The piles of clutter in the backyard at the house two doors down where the hoarder lives increase in size daily. Between stuff packed into white and black trash bags and the loose items, bicycles, ladders, strange grates, or gates, or who knows what type of wire contraptions they all are, the junk is becoming pretty difficult to look past; dare I say impossible. It had been just one large mass of a collection behind his home until someone reported him to the city. He was visited and he tried to correct the issue by moving the outdoor hoard to the garage. When it didn't all fit inside he started a much better hidden pile beside the garage. That pile took on an ugly life of it's own but the one directly behind his house returned to it's original size in no time and then continued to grow.
It looks like a mutated sort of shanty town back there, the scattered litter, the rust, the clutter that might be useful at some point in time when so little is accessible, and the bits of nature that are growing into what should be sound structures, like the massive trees of heaven that are growing literally into the roof of his home. And yet, along virtually the entire length of the rusty chain link fence, of which he dares not pile a single thing because he knows that his neighbors would have it out with him (they are my neighbors too, the only ones I like around here in fact) there are the most beautiful bunches of bright yellow daffodils that have all just popped open their eyes to take in a fresh breath of this beautiful spring air. They radiate beauty. They shine like stars in the darkest night. They glow. They sing; I can hear their music when I look over at them through my small kitchen window.

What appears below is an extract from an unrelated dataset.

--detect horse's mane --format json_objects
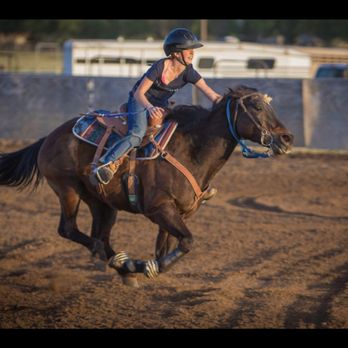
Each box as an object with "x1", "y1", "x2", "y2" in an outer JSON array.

They're like a choir of angels over there, rooted to the ground, long green leaves hugging their feet, stopped for a moment in time next to the rusty fence in the hoarders yard to grace this part of our world with heavenly beauty.
Thank the good Lord for daffodils, when in early spring after the glistening white snow (that covered everything) is long gone and only just a memory, and before leaves have burst forth on their respective trees to cover some of the filth man has cluttered up this world with we still find the beautiful bright yellow daffodils reminding us that there is always beauty.